The theory of quantum mechanics reigns over atoms and electrons and quarks and other things too tiny to see with the naked eye. It describes these most basic building blocks of matter as both particles and waves.
The theory famously includes some befuddling concepts such as the uncertainty principle (you can't simultaneously know both the position and momentum of a particle with accuracy) and the idea of quantum entanglement, whereby two particles that were formerly linked can be separated by great distances and retain an eerie connection, with one responding when an action is performed on the other.
General relativity, on the other hand, governs the realm of the very large, describing how gravity acts on some of the largest, densest, heaviest things in the universe like stars and black holes.
This theory, described by Albert Einstein in 1915, envisions gravity warping the fabric of space-time so that massive objects like stars literally bend the universe so that objects can't help but fall toward them. Under general relativity, even time can be warped by gravity.
Yet to the enduring frustration of physicists, these two grand theories seem incompatible with each other. So far, the laws of the very small and the very large are impossible to reconcile.
A new experiment offers hope by probing the very boundary between these two realms, the researchers said.
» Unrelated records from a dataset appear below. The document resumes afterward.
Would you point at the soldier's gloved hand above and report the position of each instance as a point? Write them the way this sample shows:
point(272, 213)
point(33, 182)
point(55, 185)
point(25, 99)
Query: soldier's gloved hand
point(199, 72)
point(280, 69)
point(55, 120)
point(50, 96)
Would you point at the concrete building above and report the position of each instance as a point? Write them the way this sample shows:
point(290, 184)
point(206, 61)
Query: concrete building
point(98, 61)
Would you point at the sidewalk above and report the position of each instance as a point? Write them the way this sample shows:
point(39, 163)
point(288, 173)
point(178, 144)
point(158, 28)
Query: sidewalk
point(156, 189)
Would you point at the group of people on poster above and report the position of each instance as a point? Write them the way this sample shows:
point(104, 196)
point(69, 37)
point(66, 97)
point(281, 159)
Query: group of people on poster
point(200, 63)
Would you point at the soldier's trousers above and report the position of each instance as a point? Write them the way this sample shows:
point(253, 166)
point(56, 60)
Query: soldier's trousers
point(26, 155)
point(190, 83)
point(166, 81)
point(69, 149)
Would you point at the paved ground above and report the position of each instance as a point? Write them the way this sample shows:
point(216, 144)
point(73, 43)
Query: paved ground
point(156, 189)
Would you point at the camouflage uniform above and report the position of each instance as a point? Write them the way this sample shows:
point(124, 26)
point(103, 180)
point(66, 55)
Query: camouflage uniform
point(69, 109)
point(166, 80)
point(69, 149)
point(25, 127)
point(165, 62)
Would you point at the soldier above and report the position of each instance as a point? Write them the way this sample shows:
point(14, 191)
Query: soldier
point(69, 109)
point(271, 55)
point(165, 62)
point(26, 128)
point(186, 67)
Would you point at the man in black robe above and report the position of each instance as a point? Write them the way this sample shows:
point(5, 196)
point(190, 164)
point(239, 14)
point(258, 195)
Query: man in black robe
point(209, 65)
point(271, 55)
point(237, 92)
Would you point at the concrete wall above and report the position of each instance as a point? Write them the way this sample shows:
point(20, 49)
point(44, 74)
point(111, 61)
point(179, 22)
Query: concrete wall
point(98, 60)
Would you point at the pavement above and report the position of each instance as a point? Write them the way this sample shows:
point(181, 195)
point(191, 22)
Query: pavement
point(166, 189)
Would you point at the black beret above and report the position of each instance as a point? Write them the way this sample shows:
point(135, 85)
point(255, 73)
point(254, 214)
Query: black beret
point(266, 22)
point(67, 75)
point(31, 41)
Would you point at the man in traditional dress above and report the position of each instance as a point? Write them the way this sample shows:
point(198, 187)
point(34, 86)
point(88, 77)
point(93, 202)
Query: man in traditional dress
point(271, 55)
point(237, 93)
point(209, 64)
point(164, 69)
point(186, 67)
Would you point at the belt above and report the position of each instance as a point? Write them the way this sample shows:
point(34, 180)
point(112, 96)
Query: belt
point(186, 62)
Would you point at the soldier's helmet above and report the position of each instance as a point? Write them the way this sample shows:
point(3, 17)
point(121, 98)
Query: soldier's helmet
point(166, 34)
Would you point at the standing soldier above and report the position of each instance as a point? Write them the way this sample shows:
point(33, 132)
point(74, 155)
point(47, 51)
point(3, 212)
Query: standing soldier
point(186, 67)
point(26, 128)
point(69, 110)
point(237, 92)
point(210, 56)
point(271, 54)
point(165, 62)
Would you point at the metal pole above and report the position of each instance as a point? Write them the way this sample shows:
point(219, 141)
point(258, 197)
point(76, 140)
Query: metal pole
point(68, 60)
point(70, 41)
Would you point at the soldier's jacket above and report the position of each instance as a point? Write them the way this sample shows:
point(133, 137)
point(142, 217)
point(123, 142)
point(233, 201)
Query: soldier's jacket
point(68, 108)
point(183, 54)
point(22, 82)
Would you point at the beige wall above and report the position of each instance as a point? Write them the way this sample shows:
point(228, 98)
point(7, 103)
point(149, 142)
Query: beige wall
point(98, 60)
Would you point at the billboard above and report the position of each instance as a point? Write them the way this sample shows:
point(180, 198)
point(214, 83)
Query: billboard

They experimented with a special type of super-cold matter called a Bose-Einstein condensate.
"Bose-Einstein condensates exist on the border between quantum and classical physics; they are governed by the laws of QM [quantum mechanics] but can take macroscopic dimensions," wrote the team, led by Tim van Zoest of the University of Hannover, in a paper published in the June 17 issue of the journal Science.
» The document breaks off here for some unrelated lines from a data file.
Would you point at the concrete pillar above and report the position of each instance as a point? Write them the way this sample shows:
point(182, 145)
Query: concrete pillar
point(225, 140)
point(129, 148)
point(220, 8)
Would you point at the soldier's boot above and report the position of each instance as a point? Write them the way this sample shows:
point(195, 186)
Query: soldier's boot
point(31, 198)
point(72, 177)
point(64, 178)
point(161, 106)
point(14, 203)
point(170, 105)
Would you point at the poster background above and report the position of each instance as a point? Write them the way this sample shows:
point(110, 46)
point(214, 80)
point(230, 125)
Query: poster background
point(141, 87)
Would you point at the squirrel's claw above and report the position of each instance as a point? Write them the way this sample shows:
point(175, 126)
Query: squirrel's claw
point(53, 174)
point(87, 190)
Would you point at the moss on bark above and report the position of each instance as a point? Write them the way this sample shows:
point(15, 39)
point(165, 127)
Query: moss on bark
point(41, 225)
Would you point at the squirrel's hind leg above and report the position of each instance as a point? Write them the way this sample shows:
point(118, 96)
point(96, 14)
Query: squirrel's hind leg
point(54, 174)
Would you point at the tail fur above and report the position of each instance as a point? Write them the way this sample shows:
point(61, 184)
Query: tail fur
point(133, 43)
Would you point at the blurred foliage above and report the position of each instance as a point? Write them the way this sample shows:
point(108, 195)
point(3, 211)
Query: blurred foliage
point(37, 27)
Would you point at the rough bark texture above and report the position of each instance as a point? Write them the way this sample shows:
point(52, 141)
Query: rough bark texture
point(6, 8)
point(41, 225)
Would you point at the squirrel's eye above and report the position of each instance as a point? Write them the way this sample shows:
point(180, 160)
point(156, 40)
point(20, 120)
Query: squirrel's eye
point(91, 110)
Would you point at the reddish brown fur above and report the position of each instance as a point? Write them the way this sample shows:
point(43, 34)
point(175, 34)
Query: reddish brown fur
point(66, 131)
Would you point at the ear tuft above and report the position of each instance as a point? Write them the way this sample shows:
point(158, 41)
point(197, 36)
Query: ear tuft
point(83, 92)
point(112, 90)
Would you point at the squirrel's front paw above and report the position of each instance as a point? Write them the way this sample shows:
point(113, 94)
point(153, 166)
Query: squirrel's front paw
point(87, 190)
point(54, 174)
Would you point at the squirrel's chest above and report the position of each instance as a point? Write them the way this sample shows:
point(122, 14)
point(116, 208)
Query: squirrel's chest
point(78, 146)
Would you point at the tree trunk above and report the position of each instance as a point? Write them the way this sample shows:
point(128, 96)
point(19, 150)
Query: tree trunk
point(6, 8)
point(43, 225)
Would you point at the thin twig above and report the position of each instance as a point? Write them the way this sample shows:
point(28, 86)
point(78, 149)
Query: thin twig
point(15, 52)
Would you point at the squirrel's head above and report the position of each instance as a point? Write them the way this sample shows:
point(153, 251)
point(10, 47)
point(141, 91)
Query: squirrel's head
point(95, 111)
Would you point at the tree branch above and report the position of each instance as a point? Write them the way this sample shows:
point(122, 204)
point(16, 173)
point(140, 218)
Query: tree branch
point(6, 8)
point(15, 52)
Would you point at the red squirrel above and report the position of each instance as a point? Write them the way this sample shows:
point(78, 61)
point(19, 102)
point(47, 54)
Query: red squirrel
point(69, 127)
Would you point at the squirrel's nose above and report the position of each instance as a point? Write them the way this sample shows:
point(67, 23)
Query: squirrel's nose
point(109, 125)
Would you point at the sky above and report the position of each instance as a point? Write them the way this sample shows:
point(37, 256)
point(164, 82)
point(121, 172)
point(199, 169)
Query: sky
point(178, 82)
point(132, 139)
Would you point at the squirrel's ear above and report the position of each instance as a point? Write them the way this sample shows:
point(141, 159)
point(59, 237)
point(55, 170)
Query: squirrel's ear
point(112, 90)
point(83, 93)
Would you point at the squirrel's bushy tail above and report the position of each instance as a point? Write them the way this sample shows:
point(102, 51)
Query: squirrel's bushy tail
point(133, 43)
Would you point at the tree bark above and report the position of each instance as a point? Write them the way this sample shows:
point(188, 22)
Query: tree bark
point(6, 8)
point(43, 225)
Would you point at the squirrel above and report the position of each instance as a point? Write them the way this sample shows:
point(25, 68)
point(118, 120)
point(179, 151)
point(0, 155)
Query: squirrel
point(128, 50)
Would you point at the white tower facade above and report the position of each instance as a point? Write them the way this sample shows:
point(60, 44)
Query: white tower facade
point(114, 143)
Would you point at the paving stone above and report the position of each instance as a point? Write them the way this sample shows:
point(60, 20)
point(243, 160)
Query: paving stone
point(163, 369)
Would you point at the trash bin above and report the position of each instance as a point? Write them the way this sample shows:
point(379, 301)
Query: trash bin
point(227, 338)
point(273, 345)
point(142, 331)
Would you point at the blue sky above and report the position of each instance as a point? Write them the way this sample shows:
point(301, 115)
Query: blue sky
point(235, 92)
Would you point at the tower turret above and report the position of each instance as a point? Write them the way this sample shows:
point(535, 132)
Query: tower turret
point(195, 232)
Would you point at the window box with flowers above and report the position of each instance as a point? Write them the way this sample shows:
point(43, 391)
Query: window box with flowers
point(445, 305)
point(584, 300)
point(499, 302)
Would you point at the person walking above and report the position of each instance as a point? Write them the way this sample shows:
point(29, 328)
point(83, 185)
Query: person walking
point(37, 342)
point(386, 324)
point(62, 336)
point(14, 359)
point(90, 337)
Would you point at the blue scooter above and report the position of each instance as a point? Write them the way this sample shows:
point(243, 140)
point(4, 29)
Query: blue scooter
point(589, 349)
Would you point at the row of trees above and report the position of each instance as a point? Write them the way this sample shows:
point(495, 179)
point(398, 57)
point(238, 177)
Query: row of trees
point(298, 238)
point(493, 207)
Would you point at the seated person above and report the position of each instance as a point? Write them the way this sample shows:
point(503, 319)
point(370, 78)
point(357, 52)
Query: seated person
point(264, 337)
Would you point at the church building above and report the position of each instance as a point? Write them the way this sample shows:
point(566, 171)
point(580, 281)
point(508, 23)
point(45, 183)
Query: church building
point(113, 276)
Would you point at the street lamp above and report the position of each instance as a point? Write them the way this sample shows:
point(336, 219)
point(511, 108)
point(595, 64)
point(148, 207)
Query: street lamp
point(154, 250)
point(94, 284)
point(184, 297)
The Bose-Einstein condensate in the experiment was composed of a cloud of millions of rubidium atoms that were cooled to temperatures nearing absolute zero. At this point, they basically lose their individual identities and can be described by a single macroscopic wave function – essentially an equation from quantum mechanics, but on a large scale.
The researchers then dropped a capsule containing the Bose-Einstein condensate down a very tall tower built especially for scientific experiments. The drop allowed the material to experience weightlessness during its brief freefall.
The lack of gravity caused the gas to expand, and allowed the scientists to study the gravitational effects on the quantum gas.
The experiment showed that such projects could offer a fertile ground for testing the murky boundary between quantum mechanics and general relativity, the researchers said. They hope to one day send such an experiment to space, perhaps on the International Space Station.
"We think that you can really get improvement in our sensitivity doing this in space," Rasel told LiveScience.